Its been awhile since I've posted anything. I wish I was still not writting about how I feel about my parents divorce but its still something effecting me even months latter. After the last blog I wrote someone who read it, made their opnion very clear that I need to get over this and just grow up. I could not agree more with that person, but to me this divorce is more than my parents relationship. Its a broken relationship with my dad and me, and even greater a broken relationship between my dad, God, and myself.
Not many people know but the only reason I choose to stay in Orlando for College was in hopes of building a relationship with my dad and demonstrating Gods love to him. Of course a week after graduating my dad said he was moving out and leaving a very angry confused daughter.
Not until recently have I realized that I was very cocky. I thought I had this plan of teaching my dad about God, and Jesus, and that I was going to do this. How wrong was I? Only God knows what is in my dads heart, and knows his plan for my dad.
When I should have been praying to God for guidance and comfort, I only took my frustration out on my dad acting out with an attitude at anything he said or did.
Philpians 2:5 Says have the attitude of Christ Jesus."
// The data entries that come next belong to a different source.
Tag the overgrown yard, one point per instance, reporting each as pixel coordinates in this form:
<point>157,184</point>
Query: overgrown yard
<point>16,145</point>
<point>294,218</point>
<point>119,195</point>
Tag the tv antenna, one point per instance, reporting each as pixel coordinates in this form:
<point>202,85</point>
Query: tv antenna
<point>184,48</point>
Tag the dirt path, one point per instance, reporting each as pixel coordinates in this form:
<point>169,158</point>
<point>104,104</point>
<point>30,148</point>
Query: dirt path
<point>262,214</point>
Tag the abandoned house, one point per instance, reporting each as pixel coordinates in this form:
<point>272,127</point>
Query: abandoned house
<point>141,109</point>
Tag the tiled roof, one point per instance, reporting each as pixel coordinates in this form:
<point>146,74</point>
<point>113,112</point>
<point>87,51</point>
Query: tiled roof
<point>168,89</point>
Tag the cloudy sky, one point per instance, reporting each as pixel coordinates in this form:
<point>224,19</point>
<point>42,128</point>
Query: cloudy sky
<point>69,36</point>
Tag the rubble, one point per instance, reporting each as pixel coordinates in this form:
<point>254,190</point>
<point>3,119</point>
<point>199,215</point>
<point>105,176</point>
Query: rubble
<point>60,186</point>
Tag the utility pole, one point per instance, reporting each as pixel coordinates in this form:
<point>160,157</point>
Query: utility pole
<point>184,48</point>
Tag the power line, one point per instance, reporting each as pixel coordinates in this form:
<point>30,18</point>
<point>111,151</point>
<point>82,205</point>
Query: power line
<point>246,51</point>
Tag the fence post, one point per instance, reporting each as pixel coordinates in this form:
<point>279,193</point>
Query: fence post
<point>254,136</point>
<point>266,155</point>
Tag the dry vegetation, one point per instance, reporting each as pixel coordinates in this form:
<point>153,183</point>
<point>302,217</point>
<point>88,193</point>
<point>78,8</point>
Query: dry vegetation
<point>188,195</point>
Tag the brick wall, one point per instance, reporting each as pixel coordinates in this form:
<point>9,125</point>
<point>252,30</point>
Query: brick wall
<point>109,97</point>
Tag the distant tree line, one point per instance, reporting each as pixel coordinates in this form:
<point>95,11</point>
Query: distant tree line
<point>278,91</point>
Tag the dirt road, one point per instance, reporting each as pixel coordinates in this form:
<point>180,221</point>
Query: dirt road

After going over this verse in depth this week at an amazing confrence, God spoke to my heart through this verse and many speakers that I need to humble myself to have a relationship with my dad that honors God. I came home knowing I would see my dad the next day, praying that the conversation lead into away I could tell him how I feel and what I learend and mabey have our first decent conversation about Jesus. God answered my prayers, but not in the way I thought he would. My dad brought up he went to christmas eve mass with his girlfriend... The words made me feel like I was being punched in the gut, hearing my dad talk about his girlfrend or even the fact he went to church with her, something I had begged him to do with me for years. But I realized this is how God wanted the subject to be approached and I went with it. While nothing major came from the conversation, I at least understand where my dad is in terms of belif's and was able to have my first real conversation with him in the longest time.
I just pray that I am able to Glorfiy God, in any and all that conversations I have.